President Donald Trump's attorneys have reportedly warned an accounting firm not to consent to a subpoena directing it to turn over the president's financial information to the House Oversight Committee.
"It is no secret that the Democrat Party has decided to use its new House majority to launch a flood of investigations into the president’s personal affairs in hopes of using anything they can find to damage him politically," William S. Consovoy and Stefan Passantino wrote in a letter to the accounting firm Mazars USA, according to Politico.
"The Democrats’ fervor has only intensified after the special counsel squelched their ‘Russia collusion’ narrative," the pair added.

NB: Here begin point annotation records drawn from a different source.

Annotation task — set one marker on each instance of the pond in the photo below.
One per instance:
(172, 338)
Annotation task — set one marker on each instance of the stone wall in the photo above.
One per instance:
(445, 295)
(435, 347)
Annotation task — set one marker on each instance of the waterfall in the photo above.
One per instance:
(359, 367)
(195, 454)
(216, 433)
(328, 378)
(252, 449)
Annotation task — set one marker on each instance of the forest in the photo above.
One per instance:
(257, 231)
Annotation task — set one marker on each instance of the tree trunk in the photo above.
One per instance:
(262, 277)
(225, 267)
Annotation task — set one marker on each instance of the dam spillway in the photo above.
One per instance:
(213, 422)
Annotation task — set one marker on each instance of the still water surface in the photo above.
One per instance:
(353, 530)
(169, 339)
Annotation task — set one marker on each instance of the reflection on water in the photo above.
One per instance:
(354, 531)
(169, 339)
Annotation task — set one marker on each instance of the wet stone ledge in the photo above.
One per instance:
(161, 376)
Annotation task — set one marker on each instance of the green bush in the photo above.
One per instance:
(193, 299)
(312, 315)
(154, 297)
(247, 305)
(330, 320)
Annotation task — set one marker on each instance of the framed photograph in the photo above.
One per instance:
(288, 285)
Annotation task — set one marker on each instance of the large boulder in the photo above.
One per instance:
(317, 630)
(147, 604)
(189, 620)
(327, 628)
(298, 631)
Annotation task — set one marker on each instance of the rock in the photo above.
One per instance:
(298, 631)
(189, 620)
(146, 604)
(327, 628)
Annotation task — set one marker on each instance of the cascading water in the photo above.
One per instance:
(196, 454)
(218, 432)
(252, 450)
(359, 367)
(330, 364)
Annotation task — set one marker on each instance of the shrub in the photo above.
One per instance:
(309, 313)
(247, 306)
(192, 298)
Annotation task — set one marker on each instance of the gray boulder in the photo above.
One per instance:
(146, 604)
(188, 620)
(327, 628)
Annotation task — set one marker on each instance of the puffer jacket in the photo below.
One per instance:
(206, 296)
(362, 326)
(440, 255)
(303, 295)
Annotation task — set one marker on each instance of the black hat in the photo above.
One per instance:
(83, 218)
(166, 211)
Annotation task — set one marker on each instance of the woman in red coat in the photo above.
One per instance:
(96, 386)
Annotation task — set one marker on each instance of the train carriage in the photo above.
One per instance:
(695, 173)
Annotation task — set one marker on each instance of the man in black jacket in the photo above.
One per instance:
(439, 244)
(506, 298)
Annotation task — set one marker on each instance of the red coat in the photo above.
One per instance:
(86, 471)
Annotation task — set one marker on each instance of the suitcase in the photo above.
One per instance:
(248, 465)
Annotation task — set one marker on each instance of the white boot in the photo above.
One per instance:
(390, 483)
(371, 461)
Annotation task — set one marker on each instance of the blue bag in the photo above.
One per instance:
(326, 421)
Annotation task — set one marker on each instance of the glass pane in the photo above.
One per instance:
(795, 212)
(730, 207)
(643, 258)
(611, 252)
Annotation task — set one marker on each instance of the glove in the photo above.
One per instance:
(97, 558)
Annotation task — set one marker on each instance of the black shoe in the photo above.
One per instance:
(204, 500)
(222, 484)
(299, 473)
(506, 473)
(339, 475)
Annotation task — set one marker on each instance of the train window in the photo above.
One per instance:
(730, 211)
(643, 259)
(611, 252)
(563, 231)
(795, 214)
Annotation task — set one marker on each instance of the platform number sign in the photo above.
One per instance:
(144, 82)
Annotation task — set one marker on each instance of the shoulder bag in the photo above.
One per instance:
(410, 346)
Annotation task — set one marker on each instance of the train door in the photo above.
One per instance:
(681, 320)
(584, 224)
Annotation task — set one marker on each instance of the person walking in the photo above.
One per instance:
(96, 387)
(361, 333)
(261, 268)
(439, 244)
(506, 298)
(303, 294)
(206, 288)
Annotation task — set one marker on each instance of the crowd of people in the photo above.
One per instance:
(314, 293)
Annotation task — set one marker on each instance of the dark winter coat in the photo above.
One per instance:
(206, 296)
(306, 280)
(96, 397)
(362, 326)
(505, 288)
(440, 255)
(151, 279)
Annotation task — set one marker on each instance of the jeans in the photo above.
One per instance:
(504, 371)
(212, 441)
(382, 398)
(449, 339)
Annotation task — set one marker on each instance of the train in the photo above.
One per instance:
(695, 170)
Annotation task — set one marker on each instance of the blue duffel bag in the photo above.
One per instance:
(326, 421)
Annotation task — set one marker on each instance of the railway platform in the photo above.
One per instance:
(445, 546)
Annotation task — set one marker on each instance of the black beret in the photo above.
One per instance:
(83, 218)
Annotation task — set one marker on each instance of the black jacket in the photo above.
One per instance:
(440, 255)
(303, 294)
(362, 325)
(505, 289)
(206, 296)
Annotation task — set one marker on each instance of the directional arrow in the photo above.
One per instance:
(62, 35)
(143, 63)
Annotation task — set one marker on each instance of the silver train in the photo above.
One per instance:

The lawyers also challenged the legality of the request by the Oversight panel's chairman, Rep. Elijah Cummings, D-Md., to obtain the requested documents.
"[T]he House Oversight Committee is not a miniature Department of Justice, charged with investigating and prosecuting potential federal crimes. It is a legislative body, not ‘a law enforcement or trial agency,’ and the chairman’s attempt to assume for Congress the role of police, prosecutor, and judge is unconstitutional," the lawyers wrote in their letter, which put Mazars USA "on notice."
Meanwhile, Rep. Jim Jordan, R-Ohio, used his position as the ranking member of the Oversight Committee to echo the lawyers' letter attacking the legality of Cummings' request.
"I strongly object to Chairman Cummings’ unprecedented subpoena to Mazars and his irresponsible and gravely dangerous course of conduct in a singular obsession of attacking President Trump and his family for political gain," Jordan wrote in his statement.
After the committee sent a request to Mazars last month for a decade's worth of the president's financial records — specifically those pertaining to the Trump Organization, the president's revocable trust and various subsidiaries — Mazars responded by asking for a subpoena. The new move by Trump's lawyers intimates that if Mazars accedes to Cummings' request for that information, it could face legal action.
Cummings' request is linked to the recent testimony by Michael Cohen, in which the president's former lawyer and "fixer" raised allegations of possible financial crimes committed by Trump. Experts have placed particular focus on Cohen's statements about how the president allegedly exaggerates the extent of his wealth.
"It appears that Donald Trump made a practice of wildly exaggerating his wealth and the supposed business acumen that enabled him to amass it," Laurence H. Tribe, the Carl M. Loeb University Professor and Professor of Constitutional Law at Harvard, told Salon last month.
He added, "Although there are no legal and especially criminal consequences to that kind of exaggeration on reality television or in talking to journalists at places like Forbes in order to cheat one’s way onto various lists of the wealthiest people around, there are very serious criminal consequences indeed when such lies, in the form of fraudulent financial statements, are used either to extract loans from banks or to obtain insurance on favorable terms from various insurance companies."
"It certainly looks like Michael Cohen’s sworn testimony to that effect – which he had no apparent motive to falsify and which, if false, would expose him to added federal imprisonment – points to criminal liability on the president’s part. I assume that both the federal prosecutors of the Southern District of New York and the prosecutors of the New York State Attorney General’s Office will pursue the truth to see whether Cohen’s testimony pans out and, if it does, to see whether the relevant statutes of limitations have run."